THE APPLICATION OF RISC ARCHITECTURES TO REAL-TIME TELEMETRY PROCESSING

Abstract

The number and types of processes carried out on telemetered data in real time have increased in direct proportion to the available processing speeds. Operations following decommutation in the data pipeline are often referred to generically as Engineering Units Processing (EUP). Examples of the types of functions typically performed by an EUP are data compression, polynomial conversion, and with the advent of message data, desyllabification. Real-time telemetry processing, such as EUP, has traditionally been done on bitslice processors, primarily because they possessed the speed required to maintain pace with the relatively high data rates.

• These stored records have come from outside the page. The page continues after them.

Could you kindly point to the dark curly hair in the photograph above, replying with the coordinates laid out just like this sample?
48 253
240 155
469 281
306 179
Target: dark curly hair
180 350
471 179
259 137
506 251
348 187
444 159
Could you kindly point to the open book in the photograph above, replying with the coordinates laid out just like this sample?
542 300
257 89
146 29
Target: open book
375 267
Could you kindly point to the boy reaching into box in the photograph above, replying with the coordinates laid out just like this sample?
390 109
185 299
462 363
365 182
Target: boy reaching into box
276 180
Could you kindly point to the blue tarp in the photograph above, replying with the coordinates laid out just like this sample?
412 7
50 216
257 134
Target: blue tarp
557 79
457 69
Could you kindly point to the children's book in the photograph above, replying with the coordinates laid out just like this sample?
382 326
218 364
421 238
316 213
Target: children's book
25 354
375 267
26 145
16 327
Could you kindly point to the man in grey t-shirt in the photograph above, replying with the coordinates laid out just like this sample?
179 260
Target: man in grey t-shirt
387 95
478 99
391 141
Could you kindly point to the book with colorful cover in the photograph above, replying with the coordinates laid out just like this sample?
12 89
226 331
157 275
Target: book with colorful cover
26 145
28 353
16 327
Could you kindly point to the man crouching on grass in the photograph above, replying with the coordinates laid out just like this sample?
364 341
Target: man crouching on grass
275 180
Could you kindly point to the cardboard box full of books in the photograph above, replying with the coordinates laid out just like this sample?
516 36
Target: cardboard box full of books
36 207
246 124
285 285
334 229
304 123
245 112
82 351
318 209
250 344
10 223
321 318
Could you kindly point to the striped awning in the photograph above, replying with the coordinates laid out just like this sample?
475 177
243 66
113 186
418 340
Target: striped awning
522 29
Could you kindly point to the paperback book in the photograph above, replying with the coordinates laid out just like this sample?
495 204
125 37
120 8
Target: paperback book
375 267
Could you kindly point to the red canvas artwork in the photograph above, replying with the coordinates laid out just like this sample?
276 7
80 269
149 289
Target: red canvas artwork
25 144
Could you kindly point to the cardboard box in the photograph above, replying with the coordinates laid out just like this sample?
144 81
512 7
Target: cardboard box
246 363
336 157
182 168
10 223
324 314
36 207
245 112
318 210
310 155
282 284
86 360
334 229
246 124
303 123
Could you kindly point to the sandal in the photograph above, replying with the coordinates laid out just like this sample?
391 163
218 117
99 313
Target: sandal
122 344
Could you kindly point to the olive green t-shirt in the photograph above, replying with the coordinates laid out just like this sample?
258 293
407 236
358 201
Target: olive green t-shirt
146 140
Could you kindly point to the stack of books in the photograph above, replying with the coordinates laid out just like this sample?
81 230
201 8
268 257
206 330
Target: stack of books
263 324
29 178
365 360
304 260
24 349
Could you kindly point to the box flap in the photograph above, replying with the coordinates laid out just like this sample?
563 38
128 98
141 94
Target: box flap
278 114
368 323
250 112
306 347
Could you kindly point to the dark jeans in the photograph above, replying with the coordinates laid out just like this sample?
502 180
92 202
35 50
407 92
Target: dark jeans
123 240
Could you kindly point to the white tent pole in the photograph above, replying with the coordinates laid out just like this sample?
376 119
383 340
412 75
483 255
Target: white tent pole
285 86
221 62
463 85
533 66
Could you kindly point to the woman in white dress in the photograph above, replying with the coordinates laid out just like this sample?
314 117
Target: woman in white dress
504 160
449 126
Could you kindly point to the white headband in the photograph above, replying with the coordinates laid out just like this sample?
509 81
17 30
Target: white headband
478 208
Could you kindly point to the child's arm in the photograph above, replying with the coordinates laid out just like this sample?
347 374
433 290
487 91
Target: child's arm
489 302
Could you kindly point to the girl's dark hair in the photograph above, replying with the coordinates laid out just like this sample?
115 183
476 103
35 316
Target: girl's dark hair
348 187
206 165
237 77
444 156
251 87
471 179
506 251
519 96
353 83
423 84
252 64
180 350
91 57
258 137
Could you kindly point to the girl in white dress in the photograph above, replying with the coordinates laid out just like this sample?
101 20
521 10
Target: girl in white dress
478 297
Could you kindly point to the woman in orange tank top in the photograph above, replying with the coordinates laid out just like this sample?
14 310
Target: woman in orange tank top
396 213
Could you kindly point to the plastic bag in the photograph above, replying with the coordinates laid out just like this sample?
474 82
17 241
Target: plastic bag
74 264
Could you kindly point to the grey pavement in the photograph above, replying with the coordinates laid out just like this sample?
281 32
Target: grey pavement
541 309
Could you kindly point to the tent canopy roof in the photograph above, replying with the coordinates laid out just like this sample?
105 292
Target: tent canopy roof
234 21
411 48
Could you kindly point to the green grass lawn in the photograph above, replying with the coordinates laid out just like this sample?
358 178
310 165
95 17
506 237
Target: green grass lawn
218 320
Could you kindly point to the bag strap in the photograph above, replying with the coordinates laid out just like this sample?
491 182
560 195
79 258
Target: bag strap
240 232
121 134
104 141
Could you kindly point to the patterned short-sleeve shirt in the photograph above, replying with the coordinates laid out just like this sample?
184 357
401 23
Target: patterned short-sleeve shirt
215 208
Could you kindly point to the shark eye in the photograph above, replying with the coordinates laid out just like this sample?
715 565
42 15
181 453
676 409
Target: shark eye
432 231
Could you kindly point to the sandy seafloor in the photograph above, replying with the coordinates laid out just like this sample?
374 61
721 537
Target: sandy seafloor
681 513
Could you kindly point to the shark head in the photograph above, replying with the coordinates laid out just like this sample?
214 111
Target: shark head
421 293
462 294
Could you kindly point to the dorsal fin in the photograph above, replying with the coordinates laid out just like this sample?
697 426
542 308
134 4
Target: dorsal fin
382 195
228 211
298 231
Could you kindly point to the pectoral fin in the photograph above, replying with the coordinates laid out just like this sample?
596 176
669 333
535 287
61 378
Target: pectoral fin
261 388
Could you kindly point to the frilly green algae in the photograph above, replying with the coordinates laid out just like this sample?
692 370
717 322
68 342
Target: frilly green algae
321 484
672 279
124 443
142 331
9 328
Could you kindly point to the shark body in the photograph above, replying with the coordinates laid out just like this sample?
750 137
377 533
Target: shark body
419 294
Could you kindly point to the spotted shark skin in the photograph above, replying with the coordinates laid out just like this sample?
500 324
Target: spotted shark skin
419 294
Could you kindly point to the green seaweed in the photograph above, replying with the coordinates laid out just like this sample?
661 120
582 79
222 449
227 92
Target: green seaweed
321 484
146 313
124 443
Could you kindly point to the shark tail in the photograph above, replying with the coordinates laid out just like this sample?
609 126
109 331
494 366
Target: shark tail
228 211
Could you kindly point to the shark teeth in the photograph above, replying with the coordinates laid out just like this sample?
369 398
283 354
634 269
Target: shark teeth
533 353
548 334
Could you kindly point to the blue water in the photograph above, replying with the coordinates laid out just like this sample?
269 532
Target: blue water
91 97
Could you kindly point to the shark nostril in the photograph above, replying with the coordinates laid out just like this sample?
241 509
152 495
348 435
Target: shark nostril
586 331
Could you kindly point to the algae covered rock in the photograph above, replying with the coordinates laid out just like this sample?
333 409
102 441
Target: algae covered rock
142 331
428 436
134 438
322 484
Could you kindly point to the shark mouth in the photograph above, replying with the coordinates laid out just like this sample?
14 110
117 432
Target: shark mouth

As data rates continue to increase, the need for bitslice processors with even higher processing speeds would seem to be even more pressing. However, in recent years RISC (Reduced Instruction Set Computer) based microprocessors have been developed that approach bit-slice processing rates and possess certain advantages. The advantages of a RISC based approach to real-time telemetry processing include ease of programming, shorter design and implementation cycles, and a direct path to speed increases as silicon processing technology advances. In addition, the streaming nature of the data to be operated on, and the EUP requirements generate a multi-branched program structure creating the potential for a high degree of optimization within a pipelined processor architecture. While most RISC applications are currently programmed in assembly language to take full advantage of the hardware, it is expected that improvements in optimizing compilers in the future will further enhance the position of RISC with respect to bit-slice processing.